Ferguson v. RE Ball and Company

Annotate this Case

173 S.E.2d 83 (1970)

Paul FERGUSON v. R. E. BALL AND COMPANY, a Corporation, et al.

No. 12845.

Supreme Court of Appeals of West Virginia.

Submitted February 10, 1970.

Decided March 24, 1970.

*84 Baer & Napier, Philip A. Baer, Huntington, for appellant.

Jenkins, Schaub & Fenstermaker, John F. Wood, Jr., Huntington, for appellees.

BERRY, Judge.

This appeal involves a civil action for personal injuries instituted in the Circuit Court of Cabell County by the plaintiff, Paul Ferguson, against the defendants R. E. Ball and Company, a corporation, and Robert E. Ball, an individual operating the corporation, which resulted in a jury verdict in favor of the defendants with judgment entered thereon on the 14th day of May, 1968, after which a motion to set aside the verdict and grant a new trial was overruled on December 13, 1968. The appeal and supersedeas were granted by this Court on June 23, 1969 and the case was submitted on briefs and arguments at the January Regular Term, 1970, of this Court.

The defendants are engaged in the business of building houses for sale on property owned by the defendants and will be considered as one and referred to hereinafter as "defendant". The plaintiff was an independent contractor whose services the defendant usually obtained to do the electrical work in the houses being built, after the work on the houses had been completed to such an extent that they were ready for the wiring to be installed.
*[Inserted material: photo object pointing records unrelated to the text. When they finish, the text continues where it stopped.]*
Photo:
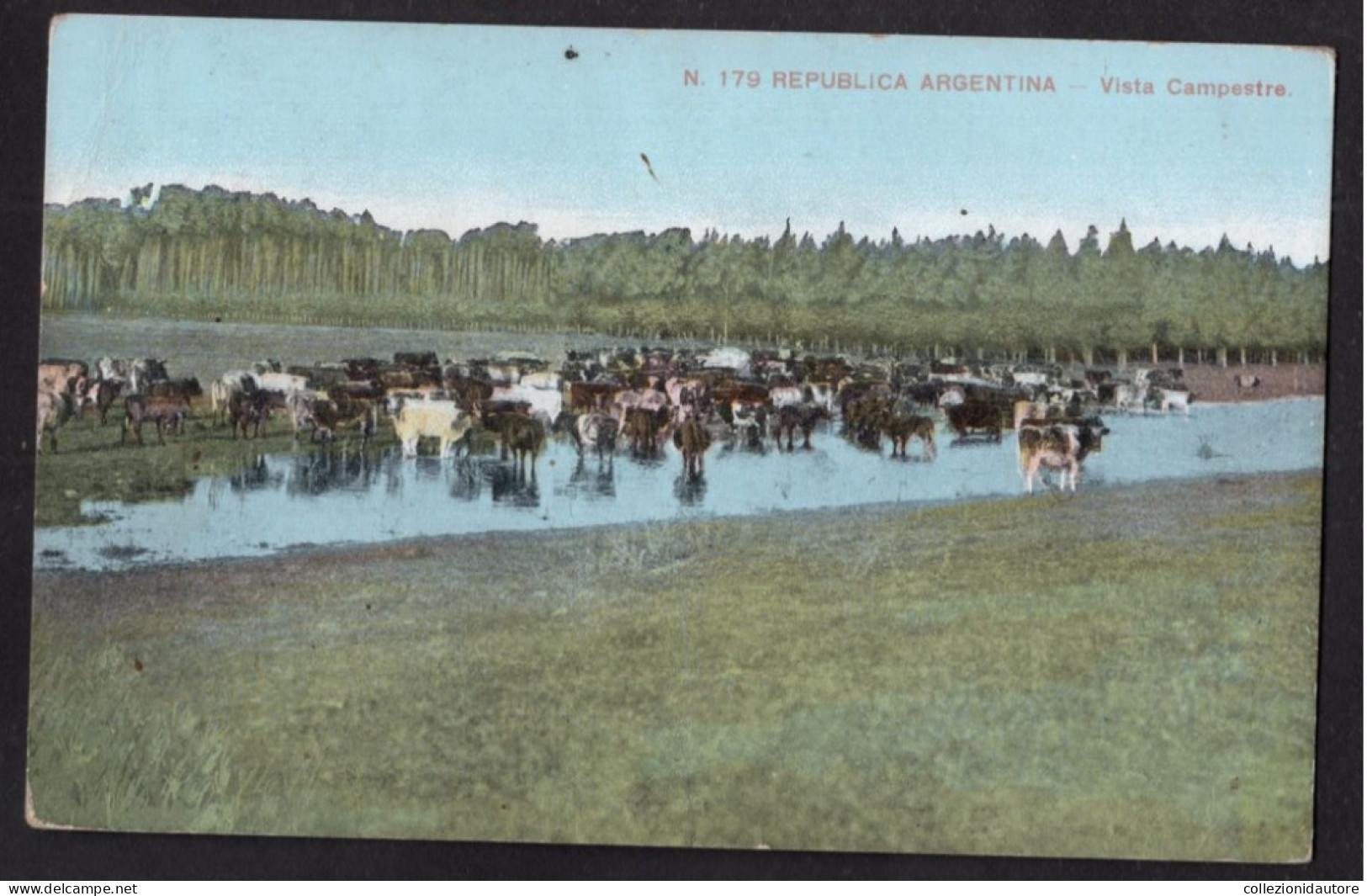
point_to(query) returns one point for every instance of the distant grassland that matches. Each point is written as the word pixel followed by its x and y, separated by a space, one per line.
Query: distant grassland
pixel 1113 673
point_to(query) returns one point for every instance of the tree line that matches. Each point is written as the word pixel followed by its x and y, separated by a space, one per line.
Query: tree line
pixel 236 256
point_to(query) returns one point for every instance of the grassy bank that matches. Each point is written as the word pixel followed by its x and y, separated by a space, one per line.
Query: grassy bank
pixel 1120 673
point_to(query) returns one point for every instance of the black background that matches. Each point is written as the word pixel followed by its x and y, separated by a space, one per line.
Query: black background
pixel 37 856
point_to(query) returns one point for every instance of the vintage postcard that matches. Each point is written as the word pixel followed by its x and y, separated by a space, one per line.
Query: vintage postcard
pixel 666 438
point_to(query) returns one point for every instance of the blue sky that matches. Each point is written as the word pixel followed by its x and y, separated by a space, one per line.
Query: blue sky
pixel 464 126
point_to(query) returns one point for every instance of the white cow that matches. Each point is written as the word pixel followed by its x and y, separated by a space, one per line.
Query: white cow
pixel 546 404
pixel 431 419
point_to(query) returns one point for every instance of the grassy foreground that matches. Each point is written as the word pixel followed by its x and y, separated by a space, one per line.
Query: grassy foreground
pixel 1115 673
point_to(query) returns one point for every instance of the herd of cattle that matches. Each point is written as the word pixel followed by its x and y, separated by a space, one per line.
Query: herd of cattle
pixel 641 398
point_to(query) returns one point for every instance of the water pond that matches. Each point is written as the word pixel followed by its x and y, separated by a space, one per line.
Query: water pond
pixel 316 497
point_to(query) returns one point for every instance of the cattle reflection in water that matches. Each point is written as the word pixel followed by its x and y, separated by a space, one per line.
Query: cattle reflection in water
pixel 592 482
pixel 691 489
pixel 511 485
pixel 255 475
pixel 319 472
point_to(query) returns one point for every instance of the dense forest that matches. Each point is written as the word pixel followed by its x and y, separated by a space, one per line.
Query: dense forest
pixel 231 256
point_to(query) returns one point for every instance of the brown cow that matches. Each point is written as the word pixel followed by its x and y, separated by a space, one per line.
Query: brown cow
pixel 524 437
pixel 102 395
pixel 162 412
pixel 692 439
pixel 903 427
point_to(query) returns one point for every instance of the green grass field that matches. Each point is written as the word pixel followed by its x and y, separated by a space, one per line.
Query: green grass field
pixel 1113 673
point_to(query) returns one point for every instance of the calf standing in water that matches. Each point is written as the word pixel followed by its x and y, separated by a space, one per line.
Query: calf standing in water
pixel 692 439
pixel 160 412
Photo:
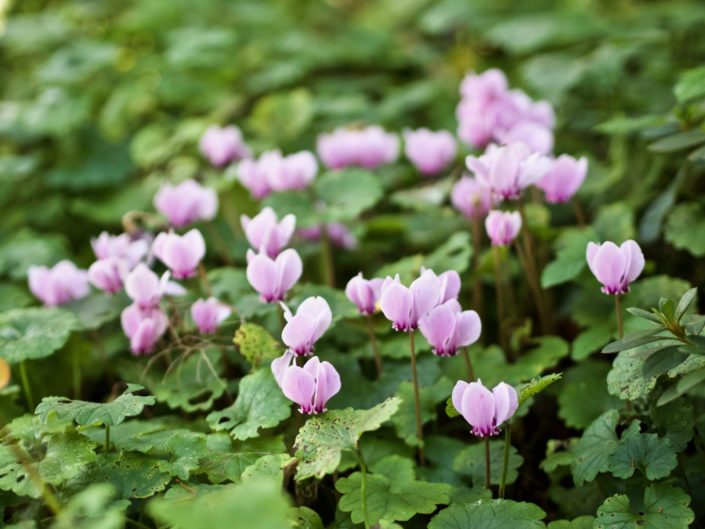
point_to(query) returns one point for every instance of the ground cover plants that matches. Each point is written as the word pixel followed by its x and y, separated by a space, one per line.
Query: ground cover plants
pixel 424 264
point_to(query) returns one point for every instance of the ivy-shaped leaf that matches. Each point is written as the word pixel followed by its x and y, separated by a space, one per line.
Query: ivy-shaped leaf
pixel 595 447
pixel 90 413
pixel 260 403
pixel 490 514
pixel 323 438
pixel 654 457
pixel 30 333
pixel 665 507
pixel 393 493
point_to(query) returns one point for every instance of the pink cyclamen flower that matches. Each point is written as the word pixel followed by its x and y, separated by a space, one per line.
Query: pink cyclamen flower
pixel 502 227
pixel 509 169
pixel 143 327
pixel 615 266
pixel 186 202
pixel 405 306
pixel 181 253
pixel 303 330
pixel 265 232
pixel 485 410
pixel 223 145
pixel 471 198
pixel 563 178
pixel 429 151
pixel 448 328
pixel 207 314
pixel 311 386
pixel 364 293
pixel 146 289
pixel 273 278
pixel 121 246
pixel 60 284
pixel 109 274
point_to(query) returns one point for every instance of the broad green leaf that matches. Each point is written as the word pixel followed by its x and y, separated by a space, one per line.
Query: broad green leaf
pixel 26 334
pixel 260 403
pixel 490 514
pixel 323 438
pixel 393 493
pixel 653 456
pixel 595 447
pixel 665 507
pixel 91 413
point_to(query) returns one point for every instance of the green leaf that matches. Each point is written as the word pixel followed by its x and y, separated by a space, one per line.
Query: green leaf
pixel 256 344
pixel 323 438
pixel 260 403
pixel 665 507
pixel 490 514
pixel 26 334
pixel 255 504
pixel 653 456
pixel 393 493
pixel 91 413
pixel 347 193
pixel 595 447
The defendant had been engaged in this business for a period of about twelve years during which time the plaintiff had installed most of the electrical wiring in the buildings constructed by the defendant.

During the month of January, 1965 the defendant was constructing a house at 132 Altamont Road, Huntington, West Virginia, and when it was partially completed and ready for wiring the defendant requested the plaintiff to install the electrical wiring, and on January 19, 1965 the plaintiff came to the house in question for that purpose. The house being constructed was of a splitlevel design and temporary steps leading from one level to another had been placed in the house by a carpenter employed by the defendant. Three stringers upon which steps were to be constructed had been placed in position and temporary plywood treads placed on them. No risers had been placed on the stringers. The stringers had been nailed to partitions where the studdings were located and were notched at the top to rest on that level. The defendant's carpenter who constructed the steps in question did so in the same manner as he had done in other constructions *85 erected by him during about twenty-five years he had spent doing carpenter work. There was no evidence introduced to indicate the number or the size of the nails used in the stringers to hold them up. No inspection was made of the temporary steps to ascertain their condition after they were built by the defendant.

The steps were used by various workmen to get from one level to another, and at the time the plaintiff arrived the defendant and his carpenter were carrying flooring up the stairs to be installed in the upper level of the house.

Nothing was said to the plaintiff about the condition of the steps although he had observed the use thereof. After the plaintiff had looked over the various rooms in the house he was considering the installation of a switch in the vicinity of the steps and discussed this matter with the defendant Ball after which Ball then left the premises. The plaintiff then started up the steps to look at the wall area, and while standing on the steps two of the three stringers pulled loose and the steps collapsed, causing the plaintiff to fall from the steps on the lower level to the basement through an unfinished area, dropping some 12 or 14 feet. He fell on top of the lumber and suffered severe injuries to his left foot fracturing the heel bone or calcaneus. He was unable to work for about a year and suffered permanent loss of motion in his ankle.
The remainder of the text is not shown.